The company also gets some black tea from Argentina, but he points out, "We're not really a black tea company but an herbal tea company."

Celestial Seasonings' biggest international buyers include Mexico, Canada, Japan and Australia. Considering Mexico and Canada border the U.S., there is "good distribution," Baden said. Yet with the Japanese being "so quality-oriented," he pointed out, "They love buying our tea because of our quality."

Baden is especially proud of Celestial Seasonings' international ties, corporate social responsibility, and impact on the people of Guatemala, Mexico and the world.

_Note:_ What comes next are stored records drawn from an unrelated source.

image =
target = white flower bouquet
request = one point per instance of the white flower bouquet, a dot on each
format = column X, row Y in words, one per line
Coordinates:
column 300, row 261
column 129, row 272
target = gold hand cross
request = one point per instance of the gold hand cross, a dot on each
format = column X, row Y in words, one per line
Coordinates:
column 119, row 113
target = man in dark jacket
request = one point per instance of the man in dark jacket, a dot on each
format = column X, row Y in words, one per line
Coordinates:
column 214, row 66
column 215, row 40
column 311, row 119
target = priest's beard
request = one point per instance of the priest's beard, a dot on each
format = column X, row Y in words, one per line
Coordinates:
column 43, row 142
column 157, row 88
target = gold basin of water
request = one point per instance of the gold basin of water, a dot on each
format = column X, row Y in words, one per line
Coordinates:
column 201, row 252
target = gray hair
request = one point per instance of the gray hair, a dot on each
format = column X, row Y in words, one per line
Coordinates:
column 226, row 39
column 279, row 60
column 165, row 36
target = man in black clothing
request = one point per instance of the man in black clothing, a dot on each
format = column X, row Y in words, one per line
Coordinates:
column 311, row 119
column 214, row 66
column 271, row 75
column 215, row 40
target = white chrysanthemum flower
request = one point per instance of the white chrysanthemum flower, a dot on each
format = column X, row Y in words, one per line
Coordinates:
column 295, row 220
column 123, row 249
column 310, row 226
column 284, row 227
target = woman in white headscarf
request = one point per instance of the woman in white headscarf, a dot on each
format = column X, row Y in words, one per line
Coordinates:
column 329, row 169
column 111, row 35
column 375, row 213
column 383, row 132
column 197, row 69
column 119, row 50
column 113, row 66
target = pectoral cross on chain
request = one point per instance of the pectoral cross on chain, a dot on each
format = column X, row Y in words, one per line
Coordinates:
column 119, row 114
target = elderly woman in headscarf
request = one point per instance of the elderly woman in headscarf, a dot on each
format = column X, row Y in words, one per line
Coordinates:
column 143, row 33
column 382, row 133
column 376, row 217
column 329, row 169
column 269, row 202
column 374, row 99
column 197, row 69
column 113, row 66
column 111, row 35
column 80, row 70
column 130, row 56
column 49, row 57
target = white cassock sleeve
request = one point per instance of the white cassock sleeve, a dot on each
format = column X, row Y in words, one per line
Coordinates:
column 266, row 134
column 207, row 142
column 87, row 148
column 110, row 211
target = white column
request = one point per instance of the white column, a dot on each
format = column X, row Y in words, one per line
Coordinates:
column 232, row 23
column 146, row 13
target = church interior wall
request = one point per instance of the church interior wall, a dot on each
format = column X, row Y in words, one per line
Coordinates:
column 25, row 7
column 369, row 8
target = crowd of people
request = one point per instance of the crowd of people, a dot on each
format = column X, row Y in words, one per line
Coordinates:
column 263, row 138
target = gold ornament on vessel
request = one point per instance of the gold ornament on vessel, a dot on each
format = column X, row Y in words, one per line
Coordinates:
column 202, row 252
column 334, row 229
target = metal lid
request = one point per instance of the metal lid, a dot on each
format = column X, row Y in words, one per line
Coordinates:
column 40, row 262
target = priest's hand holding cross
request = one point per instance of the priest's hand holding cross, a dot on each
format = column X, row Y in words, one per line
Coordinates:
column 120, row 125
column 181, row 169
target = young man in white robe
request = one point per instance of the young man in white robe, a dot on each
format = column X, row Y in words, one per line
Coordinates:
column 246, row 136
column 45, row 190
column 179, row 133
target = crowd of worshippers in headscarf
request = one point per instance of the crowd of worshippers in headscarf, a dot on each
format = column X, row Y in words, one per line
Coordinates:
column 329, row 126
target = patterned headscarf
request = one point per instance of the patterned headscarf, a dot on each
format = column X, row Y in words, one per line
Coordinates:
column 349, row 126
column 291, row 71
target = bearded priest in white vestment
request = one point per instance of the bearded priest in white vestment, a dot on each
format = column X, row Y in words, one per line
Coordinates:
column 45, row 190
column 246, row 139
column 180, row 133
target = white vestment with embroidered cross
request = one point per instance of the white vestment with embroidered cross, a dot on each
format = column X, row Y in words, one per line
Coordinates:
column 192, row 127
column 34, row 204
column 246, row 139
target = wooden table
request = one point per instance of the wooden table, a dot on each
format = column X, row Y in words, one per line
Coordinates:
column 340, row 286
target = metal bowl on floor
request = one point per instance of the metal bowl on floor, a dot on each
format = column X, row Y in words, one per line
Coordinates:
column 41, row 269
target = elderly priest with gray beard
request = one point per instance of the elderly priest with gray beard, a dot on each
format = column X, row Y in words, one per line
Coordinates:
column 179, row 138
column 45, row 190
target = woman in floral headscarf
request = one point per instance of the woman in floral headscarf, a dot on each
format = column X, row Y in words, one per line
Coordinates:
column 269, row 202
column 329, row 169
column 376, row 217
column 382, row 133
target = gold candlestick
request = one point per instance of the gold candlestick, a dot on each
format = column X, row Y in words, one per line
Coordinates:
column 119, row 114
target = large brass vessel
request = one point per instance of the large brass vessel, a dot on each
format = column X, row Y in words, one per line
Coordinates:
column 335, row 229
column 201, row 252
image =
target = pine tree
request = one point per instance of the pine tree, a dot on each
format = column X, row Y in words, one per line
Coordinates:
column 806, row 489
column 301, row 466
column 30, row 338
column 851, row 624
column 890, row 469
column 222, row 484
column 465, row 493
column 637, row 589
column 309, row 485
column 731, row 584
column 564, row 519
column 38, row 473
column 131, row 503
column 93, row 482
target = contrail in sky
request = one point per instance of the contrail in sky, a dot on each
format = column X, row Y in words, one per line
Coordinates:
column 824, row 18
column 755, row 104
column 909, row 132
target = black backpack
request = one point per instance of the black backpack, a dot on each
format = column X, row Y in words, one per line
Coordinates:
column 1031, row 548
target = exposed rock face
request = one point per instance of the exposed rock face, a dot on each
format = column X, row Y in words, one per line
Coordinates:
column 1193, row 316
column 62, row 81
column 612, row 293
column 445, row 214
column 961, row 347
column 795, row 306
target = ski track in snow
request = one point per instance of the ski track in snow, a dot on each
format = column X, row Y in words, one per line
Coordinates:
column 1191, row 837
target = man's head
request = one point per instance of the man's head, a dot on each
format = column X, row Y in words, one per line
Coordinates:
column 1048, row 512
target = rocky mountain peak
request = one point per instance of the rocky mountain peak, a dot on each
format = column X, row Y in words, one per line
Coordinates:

"I look at it from a business standpoint and how we went in as an organization that tried to source directly source from the field, instead of going through two or three middle men. In the case of Guatemala, it substantially built the economy, at least around the area where the (lemon grass) fields are. A lot of people work there," he said.

"I can say the same thing about the growing regions in Mexico where we get our chamomile from. It's just creating an incredible amount of jobs and really just contributing to the economy in those areas.

Whether Baden is blending, tasting, being comforted by soothing teas or getting a boost from the zinger teas, there's nothing like being in a place where you can breathe fresh air and enjoy the natural resources of the Rockies. He's savoring earth's incredible gifts and surroundings, which is one of the best blends that life has to offer.

"It's worked out well and there isn't any other place that I would want to live than in Boulder, Colorado. I ended up having a job that other people would love to have."